The U.S. Cybersecurity and Infrastructure Security Agency (CISA) on March 15 added a security vulnerability impacting Adobe ColdFusion to its Known Exploited Vulnerabilities (KEV) catalog, based on evidence of active exploitation.
The critical flaw in question is CVE-2023-26360 (CVSS score: 8.6), which could be exploited by a threat actor to achieve arbitrary code execution.
“Adobe ColdFusion contains an improper access control vulnerability that allows for remote code execution,” CISA said.
The vulnerability impacts ColdFusion 2018 (Update 15 and earlier versions) and ColdFusion 2021 (Update 5 and earlier versions).
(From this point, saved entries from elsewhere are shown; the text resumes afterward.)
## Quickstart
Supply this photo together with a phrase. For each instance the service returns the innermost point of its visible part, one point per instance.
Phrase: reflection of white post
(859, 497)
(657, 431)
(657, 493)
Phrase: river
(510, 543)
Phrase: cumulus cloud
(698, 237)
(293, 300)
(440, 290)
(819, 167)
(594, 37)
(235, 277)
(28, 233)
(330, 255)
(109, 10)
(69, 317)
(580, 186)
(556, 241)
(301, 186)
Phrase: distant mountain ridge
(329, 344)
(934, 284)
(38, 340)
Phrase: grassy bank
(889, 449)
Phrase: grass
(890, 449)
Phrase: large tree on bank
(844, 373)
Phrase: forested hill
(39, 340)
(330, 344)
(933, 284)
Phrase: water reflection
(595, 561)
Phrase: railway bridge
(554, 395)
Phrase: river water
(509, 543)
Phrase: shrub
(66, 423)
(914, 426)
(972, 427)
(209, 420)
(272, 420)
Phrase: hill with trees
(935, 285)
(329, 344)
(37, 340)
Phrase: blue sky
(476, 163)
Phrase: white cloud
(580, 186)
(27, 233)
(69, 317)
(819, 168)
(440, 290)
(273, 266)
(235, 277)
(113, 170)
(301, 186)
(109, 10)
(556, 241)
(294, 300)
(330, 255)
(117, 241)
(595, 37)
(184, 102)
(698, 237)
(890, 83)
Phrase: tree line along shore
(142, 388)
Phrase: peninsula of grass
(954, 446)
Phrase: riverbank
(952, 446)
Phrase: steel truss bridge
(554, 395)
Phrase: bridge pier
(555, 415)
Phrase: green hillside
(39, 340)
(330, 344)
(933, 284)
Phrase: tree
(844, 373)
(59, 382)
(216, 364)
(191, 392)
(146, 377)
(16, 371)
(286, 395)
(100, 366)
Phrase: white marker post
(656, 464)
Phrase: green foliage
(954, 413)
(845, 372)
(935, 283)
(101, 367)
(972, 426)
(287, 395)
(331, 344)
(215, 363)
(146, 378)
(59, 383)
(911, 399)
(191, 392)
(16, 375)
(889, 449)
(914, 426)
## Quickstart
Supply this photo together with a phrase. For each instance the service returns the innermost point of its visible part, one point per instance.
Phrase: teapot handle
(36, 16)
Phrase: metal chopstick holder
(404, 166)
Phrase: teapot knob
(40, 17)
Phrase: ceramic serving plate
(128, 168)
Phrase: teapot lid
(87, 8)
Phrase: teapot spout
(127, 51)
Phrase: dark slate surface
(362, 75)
It has been addressed in versions Update 16 and Update 6, respectively, released on March 14, 2023.
It’s worth noting that CVE-2023-26360 also affects ColdFusion 2016 and ColdFusion 11 installations, both of which are no longer supported by the software company as they have reached end-of-life (EoL).
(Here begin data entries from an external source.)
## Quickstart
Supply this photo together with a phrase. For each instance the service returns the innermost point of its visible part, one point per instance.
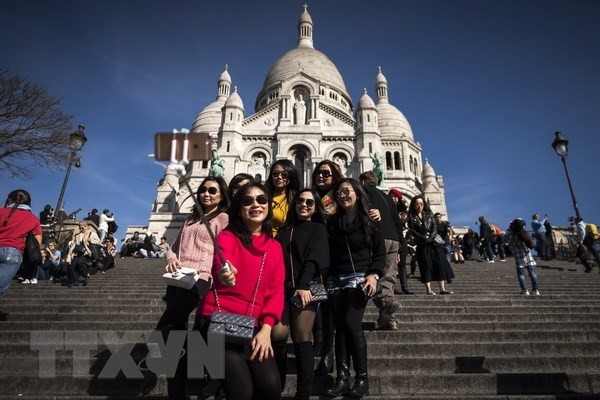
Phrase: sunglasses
(324, 173)
(283, 174)
(309, 202)
(343, 192)
(211, 190)
(261, 199)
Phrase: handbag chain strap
(255, 288)
(350, 254)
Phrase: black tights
(245, 379)
(348, 308)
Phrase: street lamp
(76, 141)
(561, 146)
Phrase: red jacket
(268, 306)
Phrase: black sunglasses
(211, 190)
(283, 174)
(309, 202)
(324, 173)
(261, 199)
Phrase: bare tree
(33, 129)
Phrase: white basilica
(303, 113)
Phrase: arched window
(397, 160)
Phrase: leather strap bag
(318, 292)
(237, 328)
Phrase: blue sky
(483, 83)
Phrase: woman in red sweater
(193, 248)
(16, 221)
(256, 267)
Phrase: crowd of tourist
(261, 250)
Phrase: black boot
(359, 357)
(342, 365)
(304, 369)
(325, 366)
(280, 350)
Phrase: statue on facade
(378, 167)
(217, 165)
(300, 111)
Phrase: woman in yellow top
(283, 184)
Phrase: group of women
(277, 239)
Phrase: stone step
(404, 384)
(29, 364)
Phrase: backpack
(591, 230)
(492, 229)
(112, 226)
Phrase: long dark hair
(221, 207)
(236, 224)
(16, 198)
(335, 172)
(293, 185)
(319, 215)
(411, 207)
(234, 182)
(362, 206)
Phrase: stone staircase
(484, 342)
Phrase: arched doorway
(300, 156)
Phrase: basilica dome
(392, 123)
(309, 61)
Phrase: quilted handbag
(185, 278)
(237, 328)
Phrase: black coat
(367, 258)
(310, 253)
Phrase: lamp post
(76, 141)
(561, 147)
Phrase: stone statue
(300, 111)
(217, 165)
(378, 167)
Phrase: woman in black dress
(306, 254)
(432, 260)
(357, 258)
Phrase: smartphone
(199, 146)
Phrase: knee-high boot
(325, 366)
(342, 365)
(280, 350)
(305, 361)
(359, 358)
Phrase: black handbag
(236, 328)
(318, 293)
(32, 250)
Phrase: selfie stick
(179, 166)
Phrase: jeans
(532, 276)
(10, 260)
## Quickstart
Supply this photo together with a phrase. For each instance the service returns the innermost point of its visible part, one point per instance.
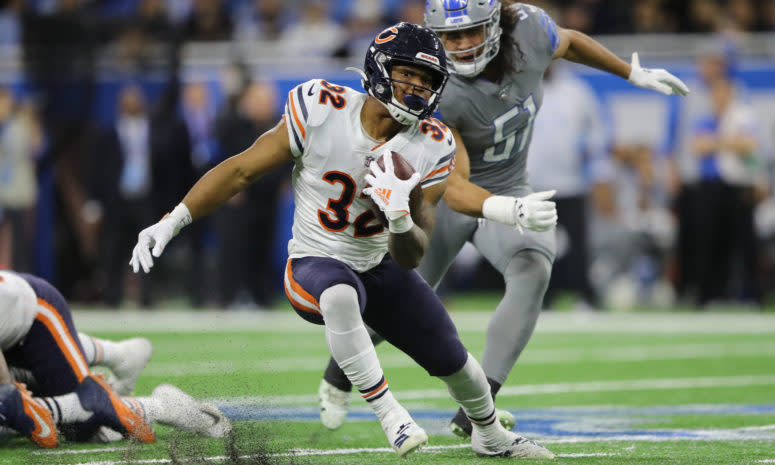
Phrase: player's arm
(534, 211)
(5, 374)
(408, 248)
(580, 48)
(218, 185)
(234, 174)
(462, 195)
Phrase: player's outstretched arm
(579, 47)
(462, 195)
(218, 185)
(534, 211)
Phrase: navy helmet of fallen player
(455, 15)
(405, 44)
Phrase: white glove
(157, 236)
(655, 79)
(533, 211)
(391, 194)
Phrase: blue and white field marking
(560, 425)
(550, 426)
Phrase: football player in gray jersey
(497, 52)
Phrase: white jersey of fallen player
(331, 151)
(18, 307)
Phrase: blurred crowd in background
(688, 223)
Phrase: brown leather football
(403, 170)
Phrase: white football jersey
(331, 151)
(18, 307)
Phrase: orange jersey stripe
(298, 289)
(300, 305)
(375, 391)
(57, 327)
(296, 116)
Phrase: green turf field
(645, 388)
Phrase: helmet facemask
(483, 53)
(414, 107)
(448, 16)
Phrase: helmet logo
(387, 35)
(426, 57)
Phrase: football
(403, 170)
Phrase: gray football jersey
(495, 120)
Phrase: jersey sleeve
(301, 113)
(442, 165)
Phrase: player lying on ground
(340, 273)
(37, 340)
(497, 52)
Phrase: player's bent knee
(529, 266)
(340, 308)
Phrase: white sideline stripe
(534, 357)
(758, 428)
(534, 389)
(317, 452)
(550, 322)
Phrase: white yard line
(321, 452)
(550, 322)
(535, 389)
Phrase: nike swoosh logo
(45, 431)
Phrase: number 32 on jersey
(511, 131)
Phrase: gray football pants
(524, 260)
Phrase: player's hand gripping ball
(403, 171)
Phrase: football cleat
(182, 411)
(404, 435)
(134, 355)
(461, 425)
(110, 410)
(333, 404)
(509, 444)
(18, 410)
(107, 435)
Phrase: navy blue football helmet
(405, 44)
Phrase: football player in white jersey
(497, 53)
(346, 270)
(38, 340)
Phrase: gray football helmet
(455, 15)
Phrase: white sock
(470, 389)
(65, 409)
(98, 351)
(350, 345)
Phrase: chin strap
(364, 79)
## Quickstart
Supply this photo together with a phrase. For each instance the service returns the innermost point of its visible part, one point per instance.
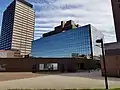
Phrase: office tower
(18, 27)
(116, 16)
(63, 27)
(76, 42)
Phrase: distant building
(63, 27)
(73, 42)
(17, 27)
(116, 16)
(10, 54)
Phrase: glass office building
(18, 27)
(77, 41)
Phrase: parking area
(60, 81)
(4, 76)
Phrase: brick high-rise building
(18, 27)
(116, 16)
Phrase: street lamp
(104, 64)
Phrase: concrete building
(116, 16)
(76, 42)
(112, 59)
(18, 27)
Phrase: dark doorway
(62, 68)
(80, 66)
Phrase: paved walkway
(68, 80)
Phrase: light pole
(104, 64)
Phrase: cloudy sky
(49, 13)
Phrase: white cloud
(96, 12)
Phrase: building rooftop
(25, 2)
(112, 45)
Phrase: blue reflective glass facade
(64, 44)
While the exact details surrounding the nature of the attacks are unknown, Adobe said in an advisory that it’s aware of the flaw being “exploited in the wild in very limited attacks.”
Federal Civilian Executive Branch (FCEB) agencies are required to apply the updates by April 5, 2023, to safeguard their networks against potential threats.
Charlie Arehart, a security researcher credited with discovering and reporting the flaw alongside Pete Freitag, described it as a “grave” issue that could result in “arbitrary code execution” and “arbitrary file system read.”